On Mon, 20 Sep 2021 13:01:29 GMT, Roger Riggs <[email protected]> wrote:
>> The intermittent test in java/lang/ProcessBuilder/Basic.java has identified
>> unexpected messages from a child Java VM
>> as the cause of the test failure. Attempts to control the output of the
>> child VM have failed, the VM is unrepentant .
>>
>> There is no functionality in the child except to wait long enough for the
>> test to finish and the child is destroyed.
>> The fix is to switch from using a Java child to using a native child; a new
>> executable `sleepmillis`.
>
> Roger Riggs has updated the pull request incrementally with one additional
> commit since the last revision:
>
> The switch from a Java child to /bin/sleep caused another test
> to fail on Linux. The cleanup for a test used /usr/bin/pkill "sleep 60".
> A race between that cleanup and subsequent tests that used sleep 60 or 600
> could kill the sleep before the test of waitFor completed.
> Changing the test using pkill to use 59 seconds makes the test cleanup
> selective to the sleep spawned for that test.
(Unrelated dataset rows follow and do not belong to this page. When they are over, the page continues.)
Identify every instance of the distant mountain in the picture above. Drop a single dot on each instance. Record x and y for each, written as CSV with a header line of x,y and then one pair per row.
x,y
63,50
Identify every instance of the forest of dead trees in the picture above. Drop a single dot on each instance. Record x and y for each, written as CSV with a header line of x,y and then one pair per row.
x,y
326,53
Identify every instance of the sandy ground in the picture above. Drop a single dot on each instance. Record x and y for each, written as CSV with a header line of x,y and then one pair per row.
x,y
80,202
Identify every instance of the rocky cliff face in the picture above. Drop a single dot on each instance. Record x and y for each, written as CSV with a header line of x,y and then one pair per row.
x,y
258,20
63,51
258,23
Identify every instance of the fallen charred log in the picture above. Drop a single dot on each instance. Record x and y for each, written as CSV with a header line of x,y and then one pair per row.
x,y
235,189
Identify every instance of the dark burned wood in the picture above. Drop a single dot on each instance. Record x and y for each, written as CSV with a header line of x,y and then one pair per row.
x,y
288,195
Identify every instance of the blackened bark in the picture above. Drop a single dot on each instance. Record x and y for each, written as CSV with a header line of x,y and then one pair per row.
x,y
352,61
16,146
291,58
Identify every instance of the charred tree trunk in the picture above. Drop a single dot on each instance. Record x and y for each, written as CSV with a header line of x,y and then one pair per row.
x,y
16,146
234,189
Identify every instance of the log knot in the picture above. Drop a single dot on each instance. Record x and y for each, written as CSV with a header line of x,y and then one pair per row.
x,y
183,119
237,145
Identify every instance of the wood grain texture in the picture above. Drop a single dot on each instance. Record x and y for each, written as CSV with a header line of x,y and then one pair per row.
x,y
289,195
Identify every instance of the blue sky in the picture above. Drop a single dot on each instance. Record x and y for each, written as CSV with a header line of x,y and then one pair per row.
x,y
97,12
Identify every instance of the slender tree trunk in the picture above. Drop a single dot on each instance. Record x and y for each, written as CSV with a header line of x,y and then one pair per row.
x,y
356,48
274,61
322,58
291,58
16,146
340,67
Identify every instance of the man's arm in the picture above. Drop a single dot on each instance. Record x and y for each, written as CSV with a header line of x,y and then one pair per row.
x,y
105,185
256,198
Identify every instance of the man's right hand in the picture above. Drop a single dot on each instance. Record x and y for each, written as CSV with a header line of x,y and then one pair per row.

> The test that was failing (lines 2626-2624) passes consistently.
Hi Roger,
One suggestion based on your latest change, but that can be handled later.
Otherwise this seems fine.
Thanks,
David
test/jdk/java/lang/ProcessBuilder/Basic.java line 2217:
> 2215: // A unique (59s) time is needed to avoid killing other
> sleep processes.
> 2216: final String[] cmd = { "/bin/bash", "-c", "(/bin/sleep
> 59)" };
> 2217: final String[] cmdkill = { "/bin/bash", "-c",
> "(/usr/bin/pkill -f \"sleep 59\")" };
Maybe future RFE but why do we even need pkill here when we can get the PID of
the sleep process we create and kill only that process?
-------------
Marked as reviewed by dholmes (Reviewer).